At the very least, it could be argued that the fifth, sixth and seventh men made the difference between a berth in the semifinals and a seat in the grandstands.
None shone more brightly for more meaningful minutes than freshman Quin Leary.
The third of his brethren to take this court in recent years, Quin might have been overshadowed by more seasoned sibling Bo, who coupled 14 points with 12 rebounds Saturday. But the younger Leary’s own eight points and five boards were dwarfed by what he did in Philbrook’s absence due to foul trouble.

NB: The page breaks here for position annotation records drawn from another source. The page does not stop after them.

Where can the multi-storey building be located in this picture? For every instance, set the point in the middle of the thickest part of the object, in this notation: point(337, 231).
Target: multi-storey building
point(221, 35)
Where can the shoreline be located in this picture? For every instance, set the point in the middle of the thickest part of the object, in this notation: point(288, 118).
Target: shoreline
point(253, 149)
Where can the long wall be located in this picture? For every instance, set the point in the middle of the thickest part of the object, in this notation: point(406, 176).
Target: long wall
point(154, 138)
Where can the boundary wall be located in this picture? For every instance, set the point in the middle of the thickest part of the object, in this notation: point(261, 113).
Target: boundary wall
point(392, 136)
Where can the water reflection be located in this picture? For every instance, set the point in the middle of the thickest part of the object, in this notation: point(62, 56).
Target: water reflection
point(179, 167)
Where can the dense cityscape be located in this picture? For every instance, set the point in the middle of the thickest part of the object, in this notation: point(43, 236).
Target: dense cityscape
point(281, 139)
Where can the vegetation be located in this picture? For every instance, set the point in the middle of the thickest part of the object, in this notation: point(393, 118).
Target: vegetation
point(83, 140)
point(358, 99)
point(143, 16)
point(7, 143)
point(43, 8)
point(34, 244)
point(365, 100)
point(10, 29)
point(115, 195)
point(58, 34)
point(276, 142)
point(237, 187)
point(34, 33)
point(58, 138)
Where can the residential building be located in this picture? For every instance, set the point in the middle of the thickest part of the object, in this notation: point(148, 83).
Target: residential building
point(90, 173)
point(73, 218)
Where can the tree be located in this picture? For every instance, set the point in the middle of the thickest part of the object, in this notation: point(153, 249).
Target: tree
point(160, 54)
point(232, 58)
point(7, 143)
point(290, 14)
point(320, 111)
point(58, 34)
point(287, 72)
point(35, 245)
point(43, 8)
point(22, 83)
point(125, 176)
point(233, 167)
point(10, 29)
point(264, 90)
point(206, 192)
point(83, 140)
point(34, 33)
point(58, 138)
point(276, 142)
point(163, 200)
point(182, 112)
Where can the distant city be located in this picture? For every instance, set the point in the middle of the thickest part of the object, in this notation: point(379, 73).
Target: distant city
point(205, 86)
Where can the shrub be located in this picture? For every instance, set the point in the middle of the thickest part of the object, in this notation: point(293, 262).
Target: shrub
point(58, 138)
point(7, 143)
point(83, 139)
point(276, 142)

“Nobody even has a clue what he meant to us defensively,” said EL coach Mike Adams, a former Maine Mr. Basketball at Mt. Blue who defeated his mentor and former coach Jim Bessey for the first time in a non-preseason game.

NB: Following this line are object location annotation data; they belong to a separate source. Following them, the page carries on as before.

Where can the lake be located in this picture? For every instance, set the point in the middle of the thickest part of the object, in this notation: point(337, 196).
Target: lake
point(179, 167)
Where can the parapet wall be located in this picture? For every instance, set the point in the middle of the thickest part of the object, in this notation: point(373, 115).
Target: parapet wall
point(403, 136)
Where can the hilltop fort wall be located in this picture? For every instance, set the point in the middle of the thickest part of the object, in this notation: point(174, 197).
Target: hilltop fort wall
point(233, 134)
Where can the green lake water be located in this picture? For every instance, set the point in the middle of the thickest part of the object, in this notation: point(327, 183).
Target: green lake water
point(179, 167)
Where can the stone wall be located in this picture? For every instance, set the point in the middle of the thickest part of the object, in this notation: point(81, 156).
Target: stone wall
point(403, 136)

Leary’s initial basket of the game gave EL its first lead, 10-9, to cap a critical run after Mt. Blue rattled off the first nine points.
Four fourth-quarter free throws also helped dull the Cougars’ roar.
“To score eight points off the bench in a game like this,” said Cody Nicholas, “that was huge.”
Nicholas conveniently and humbly omitted himself from that assessment. But it was the junior sixth man who knocked down a pair of 3-pointers late in the second quarter, transforming a tenuous Eddies lead into a 29-18 cushion at the break.
He scored his entire eight points in that period.
“Cody is the X-factor. I’ve been telling him that all season,” Iman said. “People aren’t expecting it from him, but he always comes up huge.”
Nicholas, who played only a few token seconds at the end of games during last year’s playoff run, traces his developing lack of a perimeter conscience to an early-season game against Mt. Ararat when Iman was out of the lineup.
“I started that night and had 10 points,” Nicholas said. “Early in the season I had really low confidence, but ever since then it’s gotten stronger and stronger.”
Iman was the quiet, sometimes forgotten starter for last year’s Eddies. In 2009-10, that distinction belongs to Timothy Mains.
“I really don’t shoot much,” said Mains, a slender, 5-foot-9 junior guard.
Mt. Blue wishes he didn’t let it fly at all. Mains cashed in a steal and layup late in the third quarter, then drained a 3-pointer to land EL’s opening haymaker of the final period.
EL’s bench outscored the Mt. Blue reserves, 16-9. The Eddies will require similar depth and balance in order to handle perennial nemesis Bangor on Wednesday.
“Those kids gave us just what you want out of your bench,” Adams said.